Tag Archives: Social Media Monitoring

Crisis Management Essentials for Social Media (Part 1)

PANIC!If you ask marketing executives what keeps them up at night in the age of social media, one of the most common responses is fear of a PR debacle lighting a brush fire on the web. Every marketer knows there are a hundred things that could go wrong on any given day–from product failures to employee indiscretions–and the fear of being caught flat-footed while the news lights up the social universe is a very real fear. In fact, one of the biggest market drivers for my company SocialRep is the need for businesses to have an ear to the ground and a way to effectively manage engagement.

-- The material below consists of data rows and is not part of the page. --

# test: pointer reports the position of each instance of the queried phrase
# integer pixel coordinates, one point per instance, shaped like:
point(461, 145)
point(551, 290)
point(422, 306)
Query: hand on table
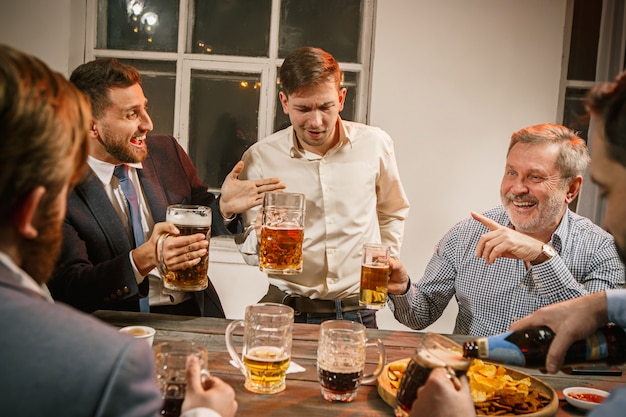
point(504, 242)
point(439, 397)
point(214, 393)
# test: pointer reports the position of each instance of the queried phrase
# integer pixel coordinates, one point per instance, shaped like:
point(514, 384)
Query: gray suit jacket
point(58, 361)
point(94, 271)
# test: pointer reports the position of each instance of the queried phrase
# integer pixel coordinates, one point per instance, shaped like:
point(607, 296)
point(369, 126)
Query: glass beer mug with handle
point(266, 351)
point(341, 359)
point(189, 219)
point(282, 233)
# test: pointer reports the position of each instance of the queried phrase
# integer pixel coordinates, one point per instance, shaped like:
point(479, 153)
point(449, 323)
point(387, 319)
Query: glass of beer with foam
point(189, 219)
point(341, 355)
point(433, 351)
point(282, 233)
point(266, 350)
point(374, 276)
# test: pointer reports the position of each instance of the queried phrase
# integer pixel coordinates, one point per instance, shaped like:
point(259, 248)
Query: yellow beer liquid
point(266, 367)
point(374, 285)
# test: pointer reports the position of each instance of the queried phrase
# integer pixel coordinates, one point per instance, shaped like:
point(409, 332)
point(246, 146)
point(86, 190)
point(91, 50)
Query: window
point(210, 67)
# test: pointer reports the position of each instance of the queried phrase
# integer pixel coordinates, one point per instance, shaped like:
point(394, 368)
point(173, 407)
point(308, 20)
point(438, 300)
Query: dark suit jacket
point(58, 361)
point(94, 271)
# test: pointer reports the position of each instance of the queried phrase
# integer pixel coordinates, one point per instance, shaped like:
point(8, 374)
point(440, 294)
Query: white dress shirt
point(353, 196)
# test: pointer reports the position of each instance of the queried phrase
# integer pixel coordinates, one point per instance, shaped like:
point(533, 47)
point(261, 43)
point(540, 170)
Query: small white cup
point(140, 332)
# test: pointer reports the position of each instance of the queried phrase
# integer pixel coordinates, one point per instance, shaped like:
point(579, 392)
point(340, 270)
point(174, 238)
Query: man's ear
point(25, 213)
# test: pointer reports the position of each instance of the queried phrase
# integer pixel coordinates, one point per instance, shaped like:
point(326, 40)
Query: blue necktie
point(121, 172)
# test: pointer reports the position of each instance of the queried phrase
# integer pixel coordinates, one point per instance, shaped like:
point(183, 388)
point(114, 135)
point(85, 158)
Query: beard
point(39, 255)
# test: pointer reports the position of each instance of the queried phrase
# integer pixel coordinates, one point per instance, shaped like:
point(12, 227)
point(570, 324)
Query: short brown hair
point(44, 120)
point(96, 78)
point(306, 67)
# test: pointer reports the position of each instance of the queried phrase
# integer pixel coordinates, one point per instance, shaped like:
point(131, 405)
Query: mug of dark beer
point(433, 351)
point(170, 361)
point(282, 233)
point(341, 355)
point(374, 276)
point(189, 220)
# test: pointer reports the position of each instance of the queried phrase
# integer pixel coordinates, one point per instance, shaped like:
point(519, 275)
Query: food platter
point(387, 391)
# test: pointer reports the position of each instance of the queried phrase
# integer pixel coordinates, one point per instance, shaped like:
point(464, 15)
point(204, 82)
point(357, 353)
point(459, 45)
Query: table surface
point(302, 395)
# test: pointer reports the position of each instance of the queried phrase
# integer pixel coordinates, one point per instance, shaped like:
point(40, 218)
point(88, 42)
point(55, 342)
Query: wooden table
point(302, 396)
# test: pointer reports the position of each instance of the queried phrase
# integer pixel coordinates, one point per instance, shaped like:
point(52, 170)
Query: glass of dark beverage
point(170, 361)
point(189, 219)
point(341, 359)
point(433, 351)
point(282, 233)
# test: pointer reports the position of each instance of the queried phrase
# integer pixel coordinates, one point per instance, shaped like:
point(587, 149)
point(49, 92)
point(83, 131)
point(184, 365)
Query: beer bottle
point(529, 347)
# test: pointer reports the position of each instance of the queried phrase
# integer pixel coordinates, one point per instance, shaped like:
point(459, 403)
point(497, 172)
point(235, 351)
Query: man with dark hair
point(349, 175)
point(56, 360)
point(103, 263)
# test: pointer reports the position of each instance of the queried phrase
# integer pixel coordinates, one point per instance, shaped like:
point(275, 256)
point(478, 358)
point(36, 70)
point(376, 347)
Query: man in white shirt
point(56, 360)
point(349, 175)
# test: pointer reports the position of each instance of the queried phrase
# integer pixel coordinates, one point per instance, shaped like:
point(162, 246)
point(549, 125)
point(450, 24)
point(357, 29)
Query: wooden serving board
point(387, 391)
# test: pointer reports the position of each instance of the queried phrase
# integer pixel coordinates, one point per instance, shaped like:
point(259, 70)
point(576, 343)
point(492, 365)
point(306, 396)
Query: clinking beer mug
point(282, 233)
point(341, 359)
point(189, 219)
point(266, 351)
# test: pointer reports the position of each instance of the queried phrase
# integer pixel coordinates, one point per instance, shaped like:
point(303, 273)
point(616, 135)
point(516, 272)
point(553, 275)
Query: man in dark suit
point(102, 266)
point(55, 360)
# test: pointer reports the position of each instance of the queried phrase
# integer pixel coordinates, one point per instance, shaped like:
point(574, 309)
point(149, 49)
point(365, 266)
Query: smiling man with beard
point(530, 252)
point(108, 263)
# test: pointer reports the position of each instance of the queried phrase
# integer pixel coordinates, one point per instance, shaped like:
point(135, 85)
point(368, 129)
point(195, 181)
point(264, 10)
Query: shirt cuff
point(201, 412)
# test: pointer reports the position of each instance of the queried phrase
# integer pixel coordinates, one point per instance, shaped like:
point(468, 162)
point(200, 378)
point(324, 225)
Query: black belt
point(310, 305)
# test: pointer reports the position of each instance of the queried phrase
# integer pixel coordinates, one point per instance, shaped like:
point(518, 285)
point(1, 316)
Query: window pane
point(138, 25)
point(281, 120)
point(159, 86)
point(575, 116)
point(332, 25)
point(223, 120)
point(584, 43)
point(234, 27)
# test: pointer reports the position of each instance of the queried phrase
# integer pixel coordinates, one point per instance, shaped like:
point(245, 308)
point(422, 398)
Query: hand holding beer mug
point(433, 351)
point(341, 359)
point(374, 276)
point(170, 361)
point(282, 233)
point(266, 346)
point(189, 220)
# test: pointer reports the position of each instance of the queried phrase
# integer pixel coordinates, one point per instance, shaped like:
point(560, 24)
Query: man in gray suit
point(55, 360)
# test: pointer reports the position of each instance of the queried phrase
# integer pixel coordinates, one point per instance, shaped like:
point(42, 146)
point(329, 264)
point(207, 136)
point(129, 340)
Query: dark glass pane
point(583, 51)
point(281, 120)
point(332, 25)
point(138, 25)
point(159, 86)
point(574, 115)
point(223, 121)
point(234, 27)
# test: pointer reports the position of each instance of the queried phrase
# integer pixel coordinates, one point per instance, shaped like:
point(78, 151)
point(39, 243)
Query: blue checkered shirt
point(491, 297)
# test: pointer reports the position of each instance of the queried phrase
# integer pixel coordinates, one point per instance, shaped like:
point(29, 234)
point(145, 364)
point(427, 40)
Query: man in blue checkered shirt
point(530, 252)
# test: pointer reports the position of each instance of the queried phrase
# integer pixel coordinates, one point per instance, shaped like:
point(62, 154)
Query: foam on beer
point(189, 219)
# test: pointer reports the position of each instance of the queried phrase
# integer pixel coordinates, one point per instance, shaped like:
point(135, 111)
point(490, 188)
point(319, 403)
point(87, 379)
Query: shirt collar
point(297, 151)
point(23, 279)
point(104, 170)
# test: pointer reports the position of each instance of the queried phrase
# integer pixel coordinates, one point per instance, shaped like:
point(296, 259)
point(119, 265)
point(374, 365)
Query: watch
point(547, 252)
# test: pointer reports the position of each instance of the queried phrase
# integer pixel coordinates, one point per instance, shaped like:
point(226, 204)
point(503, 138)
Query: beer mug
point(374, 276)
point(189, 220)
point(170, 372)
point(266, 349)
point(341, 359)
point(282, 233)
point(433, 351)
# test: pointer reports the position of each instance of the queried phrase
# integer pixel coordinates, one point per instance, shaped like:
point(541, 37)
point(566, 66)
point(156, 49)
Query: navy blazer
point(94, 270)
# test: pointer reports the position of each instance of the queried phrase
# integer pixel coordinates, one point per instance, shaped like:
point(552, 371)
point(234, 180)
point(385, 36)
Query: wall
point(451, 80)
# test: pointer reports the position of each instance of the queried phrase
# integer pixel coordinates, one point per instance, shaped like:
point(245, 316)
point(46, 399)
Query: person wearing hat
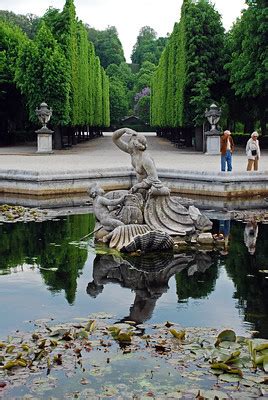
point(253, 152)
point(227, 148)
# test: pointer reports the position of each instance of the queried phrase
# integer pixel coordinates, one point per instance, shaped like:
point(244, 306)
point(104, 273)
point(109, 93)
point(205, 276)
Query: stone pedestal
point(212, 142)
point(44, 141)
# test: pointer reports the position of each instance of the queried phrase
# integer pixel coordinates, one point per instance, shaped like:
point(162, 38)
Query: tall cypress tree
point(193, 67)
point(41, 74)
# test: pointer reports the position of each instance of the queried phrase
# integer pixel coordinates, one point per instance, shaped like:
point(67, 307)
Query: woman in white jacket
point(253, 152)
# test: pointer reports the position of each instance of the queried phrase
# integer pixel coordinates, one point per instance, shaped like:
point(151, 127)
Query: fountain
point(145, 218)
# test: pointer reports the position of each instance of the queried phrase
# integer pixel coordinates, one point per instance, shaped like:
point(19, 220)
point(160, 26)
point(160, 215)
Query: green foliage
point(107, 45)
point(190, 71)
point(118, 101)
point(248, 62)
point(41, 75)
point(60, 67)
point(27, 23)
point(148, 47)
point(143, 109)
point(144, 76)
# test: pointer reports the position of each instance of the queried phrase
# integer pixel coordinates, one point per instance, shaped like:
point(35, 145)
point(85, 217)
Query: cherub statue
point(141, 161)
point(101, 208)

Surprisingly few companies, however, have protocols in place to manage social media disasters as they unfold–even those that have sophisticated crisis management protocols in place for non-social media issues.The good news is, it’s not that hard to create a plan. In fact, the most important things you need to know were modeled for you in kindergarten. Remember those fire drills? The simple but critical idea was that everyone should know exactly what to do and where to go when a crisis happens, and to practice it even when the possibility of an actual crisis seems remote. Same idea applies to social media.

Why is this important? Think of social media as a massive global amplifier. Events that you used to be able to ignore until they went away can now become an overblown incident with a permanent record on Google. A trivial customer complaint magnified through social media can become an international embarrassment overnight. If you need graphic examples of disaster, Jeremiah Owyang offers a chronicle on his blog.

So here’s a primer on how to build your own crisis plan for social media, whether the crisis is an overblown customer complaint, or a true business disaster affecting many customers.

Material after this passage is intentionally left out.